While some of the actions — like expanded access to financing for manufactured housing — will take effect in the near term.

Some of the actions are more open-ended. While addressing exclusionary zoning — local regulations that discourage rental housing — may be a part of Congress’ infrastructure bill, federal agencies will at least start to look into the issue.

The FHFA said it will conduct a study on how much GSEs mortgage activity is concentrated in jurisdictions with exclusionary zoning policies. In addition to the demographic characteristics of homeowners of those loans, the study will gauge whether GSE purchases further or discourage restrictive zoning measures.

HUD also said it will be taking a look at exclusionary zoning, and would release its latest research on steps state and local governments are taking to remove regulatory barriers to affordable housing. Local zoning regulations often favor single-family residential development, and discourage multifamily and affordable housing development.
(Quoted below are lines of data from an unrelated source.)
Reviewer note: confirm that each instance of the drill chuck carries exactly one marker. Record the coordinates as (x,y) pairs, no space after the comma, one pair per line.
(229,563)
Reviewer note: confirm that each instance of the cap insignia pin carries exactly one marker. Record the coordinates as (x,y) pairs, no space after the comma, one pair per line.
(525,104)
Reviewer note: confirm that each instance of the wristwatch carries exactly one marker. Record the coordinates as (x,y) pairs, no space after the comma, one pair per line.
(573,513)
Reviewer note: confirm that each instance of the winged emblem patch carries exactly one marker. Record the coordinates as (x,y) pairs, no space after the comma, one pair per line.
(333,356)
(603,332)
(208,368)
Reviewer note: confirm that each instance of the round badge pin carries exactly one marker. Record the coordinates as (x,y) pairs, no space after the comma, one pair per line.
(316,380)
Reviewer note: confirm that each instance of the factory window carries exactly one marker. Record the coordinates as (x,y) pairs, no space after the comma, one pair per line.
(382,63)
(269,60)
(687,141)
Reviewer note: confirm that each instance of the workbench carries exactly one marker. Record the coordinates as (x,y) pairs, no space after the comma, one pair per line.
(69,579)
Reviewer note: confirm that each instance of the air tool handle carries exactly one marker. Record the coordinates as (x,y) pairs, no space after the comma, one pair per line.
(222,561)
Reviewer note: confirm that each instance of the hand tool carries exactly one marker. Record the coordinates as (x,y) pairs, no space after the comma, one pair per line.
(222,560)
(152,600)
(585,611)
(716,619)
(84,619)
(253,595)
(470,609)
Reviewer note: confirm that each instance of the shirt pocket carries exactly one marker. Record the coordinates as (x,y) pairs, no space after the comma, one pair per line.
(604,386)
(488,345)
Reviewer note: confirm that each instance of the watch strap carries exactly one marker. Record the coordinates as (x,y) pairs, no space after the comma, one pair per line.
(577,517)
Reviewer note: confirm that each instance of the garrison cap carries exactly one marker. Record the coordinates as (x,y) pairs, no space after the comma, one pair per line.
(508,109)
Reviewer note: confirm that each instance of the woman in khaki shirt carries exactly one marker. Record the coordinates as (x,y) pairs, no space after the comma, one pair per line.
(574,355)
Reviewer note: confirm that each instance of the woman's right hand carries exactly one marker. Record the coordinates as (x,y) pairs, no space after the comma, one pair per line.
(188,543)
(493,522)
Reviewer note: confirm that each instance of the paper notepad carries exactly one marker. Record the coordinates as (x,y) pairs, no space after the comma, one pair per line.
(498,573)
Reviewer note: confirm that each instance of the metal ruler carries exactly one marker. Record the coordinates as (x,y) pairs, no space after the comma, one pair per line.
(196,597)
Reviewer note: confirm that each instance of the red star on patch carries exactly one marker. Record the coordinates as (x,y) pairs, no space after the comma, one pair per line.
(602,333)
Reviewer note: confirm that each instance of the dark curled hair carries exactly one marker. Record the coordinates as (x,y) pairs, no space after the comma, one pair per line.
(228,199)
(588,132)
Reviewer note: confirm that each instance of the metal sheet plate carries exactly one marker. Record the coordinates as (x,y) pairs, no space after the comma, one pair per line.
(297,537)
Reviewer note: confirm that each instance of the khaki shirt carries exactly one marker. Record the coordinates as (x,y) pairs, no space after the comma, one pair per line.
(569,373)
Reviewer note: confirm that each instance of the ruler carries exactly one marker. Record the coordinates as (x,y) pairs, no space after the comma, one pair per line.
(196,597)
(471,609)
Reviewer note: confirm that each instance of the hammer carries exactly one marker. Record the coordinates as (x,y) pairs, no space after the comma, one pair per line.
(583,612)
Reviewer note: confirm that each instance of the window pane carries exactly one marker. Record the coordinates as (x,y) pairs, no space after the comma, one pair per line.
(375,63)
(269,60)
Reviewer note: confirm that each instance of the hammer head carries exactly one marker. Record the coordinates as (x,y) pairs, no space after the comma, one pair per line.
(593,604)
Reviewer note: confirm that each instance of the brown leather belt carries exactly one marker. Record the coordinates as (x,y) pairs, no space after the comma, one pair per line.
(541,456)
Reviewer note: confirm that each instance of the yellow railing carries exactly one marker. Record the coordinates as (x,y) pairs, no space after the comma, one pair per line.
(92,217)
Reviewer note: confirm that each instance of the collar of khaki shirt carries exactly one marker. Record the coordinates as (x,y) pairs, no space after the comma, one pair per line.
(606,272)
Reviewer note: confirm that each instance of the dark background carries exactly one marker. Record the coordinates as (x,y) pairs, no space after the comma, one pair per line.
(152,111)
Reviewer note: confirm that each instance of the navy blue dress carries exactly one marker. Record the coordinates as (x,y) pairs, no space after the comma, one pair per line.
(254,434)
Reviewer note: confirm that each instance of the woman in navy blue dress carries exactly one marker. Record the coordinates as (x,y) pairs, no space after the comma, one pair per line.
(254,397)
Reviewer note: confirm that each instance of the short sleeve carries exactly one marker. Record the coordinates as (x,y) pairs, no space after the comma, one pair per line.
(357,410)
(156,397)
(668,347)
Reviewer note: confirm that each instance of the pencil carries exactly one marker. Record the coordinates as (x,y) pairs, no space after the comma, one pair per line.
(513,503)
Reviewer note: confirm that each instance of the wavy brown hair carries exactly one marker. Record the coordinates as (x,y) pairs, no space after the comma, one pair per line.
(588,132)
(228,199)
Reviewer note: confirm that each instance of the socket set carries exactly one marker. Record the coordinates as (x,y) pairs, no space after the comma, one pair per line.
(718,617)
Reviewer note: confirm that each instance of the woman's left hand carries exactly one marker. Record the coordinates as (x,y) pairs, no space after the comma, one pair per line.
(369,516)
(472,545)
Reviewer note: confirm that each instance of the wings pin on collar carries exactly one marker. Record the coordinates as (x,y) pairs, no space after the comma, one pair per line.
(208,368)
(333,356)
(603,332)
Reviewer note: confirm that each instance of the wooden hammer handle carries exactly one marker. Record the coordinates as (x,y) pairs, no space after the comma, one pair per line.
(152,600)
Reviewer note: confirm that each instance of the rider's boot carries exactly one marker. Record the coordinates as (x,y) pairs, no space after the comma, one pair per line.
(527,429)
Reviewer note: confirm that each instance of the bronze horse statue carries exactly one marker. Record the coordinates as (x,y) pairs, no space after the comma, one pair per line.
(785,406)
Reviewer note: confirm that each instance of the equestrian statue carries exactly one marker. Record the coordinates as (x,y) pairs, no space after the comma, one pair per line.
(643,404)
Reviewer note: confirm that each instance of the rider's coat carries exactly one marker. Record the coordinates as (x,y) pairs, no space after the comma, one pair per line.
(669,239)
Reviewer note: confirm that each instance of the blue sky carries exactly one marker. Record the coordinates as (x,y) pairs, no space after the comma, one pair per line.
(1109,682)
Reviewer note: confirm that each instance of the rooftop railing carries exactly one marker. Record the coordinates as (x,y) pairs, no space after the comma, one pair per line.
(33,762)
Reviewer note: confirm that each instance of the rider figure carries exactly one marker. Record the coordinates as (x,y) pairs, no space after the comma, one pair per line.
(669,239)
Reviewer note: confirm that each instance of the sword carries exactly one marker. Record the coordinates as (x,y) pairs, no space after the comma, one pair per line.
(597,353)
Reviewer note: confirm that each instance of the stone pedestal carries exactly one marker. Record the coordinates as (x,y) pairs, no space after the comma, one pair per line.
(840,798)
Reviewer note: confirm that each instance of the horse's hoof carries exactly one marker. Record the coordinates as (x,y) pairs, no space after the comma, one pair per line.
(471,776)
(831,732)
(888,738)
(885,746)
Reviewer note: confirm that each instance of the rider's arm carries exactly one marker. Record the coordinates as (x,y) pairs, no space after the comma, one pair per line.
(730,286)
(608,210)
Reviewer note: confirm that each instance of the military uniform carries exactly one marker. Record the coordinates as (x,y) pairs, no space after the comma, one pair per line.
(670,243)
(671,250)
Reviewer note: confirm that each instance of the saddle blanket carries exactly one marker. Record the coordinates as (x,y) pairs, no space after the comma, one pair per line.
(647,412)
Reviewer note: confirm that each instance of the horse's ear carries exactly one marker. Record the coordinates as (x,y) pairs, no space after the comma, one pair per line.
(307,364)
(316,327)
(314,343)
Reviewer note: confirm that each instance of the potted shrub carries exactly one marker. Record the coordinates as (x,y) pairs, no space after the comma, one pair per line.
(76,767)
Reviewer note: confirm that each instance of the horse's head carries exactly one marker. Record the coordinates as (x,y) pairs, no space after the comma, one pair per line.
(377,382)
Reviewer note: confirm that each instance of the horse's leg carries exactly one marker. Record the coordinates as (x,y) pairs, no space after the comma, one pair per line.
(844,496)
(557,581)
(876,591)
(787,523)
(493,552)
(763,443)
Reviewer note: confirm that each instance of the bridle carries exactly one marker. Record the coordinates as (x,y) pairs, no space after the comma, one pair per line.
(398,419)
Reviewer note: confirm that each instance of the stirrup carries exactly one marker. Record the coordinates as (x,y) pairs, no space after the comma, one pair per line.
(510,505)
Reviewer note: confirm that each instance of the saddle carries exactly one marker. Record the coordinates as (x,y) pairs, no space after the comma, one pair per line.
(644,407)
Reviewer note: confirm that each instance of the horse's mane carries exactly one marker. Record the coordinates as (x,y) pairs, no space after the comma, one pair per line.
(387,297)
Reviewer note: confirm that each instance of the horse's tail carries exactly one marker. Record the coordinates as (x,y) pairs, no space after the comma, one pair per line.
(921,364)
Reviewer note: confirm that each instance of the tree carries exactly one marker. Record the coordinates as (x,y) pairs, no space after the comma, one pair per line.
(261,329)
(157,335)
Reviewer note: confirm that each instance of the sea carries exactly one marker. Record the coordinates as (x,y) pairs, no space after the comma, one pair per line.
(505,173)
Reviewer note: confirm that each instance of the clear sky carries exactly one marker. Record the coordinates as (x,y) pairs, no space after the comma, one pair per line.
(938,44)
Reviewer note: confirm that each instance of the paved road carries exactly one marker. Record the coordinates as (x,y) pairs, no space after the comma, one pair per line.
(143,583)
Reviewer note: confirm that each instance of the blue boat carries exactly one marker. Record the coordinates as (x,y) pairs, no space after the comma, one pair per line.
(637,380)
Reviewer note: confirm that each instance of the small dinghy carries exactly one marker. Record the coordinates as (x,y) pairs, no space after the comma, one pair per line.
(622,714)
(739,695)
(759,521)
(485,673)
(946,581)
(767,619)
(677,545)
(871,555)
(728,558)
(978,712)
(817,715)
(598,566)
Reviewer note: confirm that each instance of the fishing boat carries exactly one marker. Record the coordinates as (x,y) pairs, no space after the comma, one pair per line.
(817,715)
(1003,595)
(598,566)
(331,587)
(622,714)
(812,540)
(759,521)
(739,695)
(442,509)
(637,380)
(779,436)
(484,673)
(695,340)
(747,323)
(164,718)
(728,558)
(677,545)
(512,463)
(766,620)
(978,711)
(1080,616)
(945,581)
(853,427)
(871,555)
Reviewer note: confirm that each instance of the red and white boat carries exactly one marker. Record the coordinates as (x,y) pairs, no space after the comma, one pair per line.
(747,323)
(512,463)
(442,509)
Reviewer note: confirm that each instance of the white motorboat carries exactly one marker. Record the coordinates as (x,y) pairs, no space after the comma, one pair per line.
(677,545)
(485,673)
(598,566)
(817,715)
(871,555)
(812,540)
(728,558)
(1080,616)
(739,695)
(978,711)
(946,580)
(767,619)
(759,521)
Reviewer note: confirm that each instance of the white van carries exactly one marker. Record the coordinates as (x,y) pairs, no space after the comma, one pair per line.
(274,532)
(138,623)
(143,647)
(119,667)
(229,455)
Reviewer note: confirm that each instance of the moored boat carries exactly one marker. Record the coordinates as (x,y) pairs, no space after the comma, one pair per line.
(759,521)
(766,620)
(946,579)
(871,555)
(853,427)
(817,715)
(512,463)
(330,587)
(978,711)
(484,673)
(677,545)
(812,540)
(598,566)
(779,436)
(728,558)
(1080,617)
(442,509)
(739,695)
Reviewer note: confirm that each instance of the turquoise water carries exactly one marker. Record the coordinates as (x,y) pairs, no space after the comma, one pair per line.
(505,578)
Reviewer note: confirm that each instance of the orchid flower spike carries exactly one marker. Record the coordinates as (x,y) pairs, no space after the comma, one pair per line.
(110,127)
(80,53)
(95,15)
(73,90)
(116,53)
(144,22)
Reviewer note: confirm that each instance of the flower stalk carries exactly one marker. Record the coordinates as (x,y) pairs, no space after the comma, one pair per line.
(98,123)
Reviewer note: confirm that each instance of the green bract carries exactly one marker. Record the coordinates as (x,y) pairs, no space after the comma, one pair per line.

Salim Furth, a senior fellow at the Mercatus Center at George Mason University, which advocates for free-market based policies, said FHFA’s intention to study Fannie Mae and Freddie Mac’s contribution to exclusionary zoning stood out among the modest proposals.

“The Federal Housing Administration actively promoted residential segregation until 1950, and the federal tax code still subsidizes artificially high housing costs through the mortgage interest deduction,” said Furth. “It is high time to identify and rectify other areas where current federal policies contribute to exclusion and unaffordability.”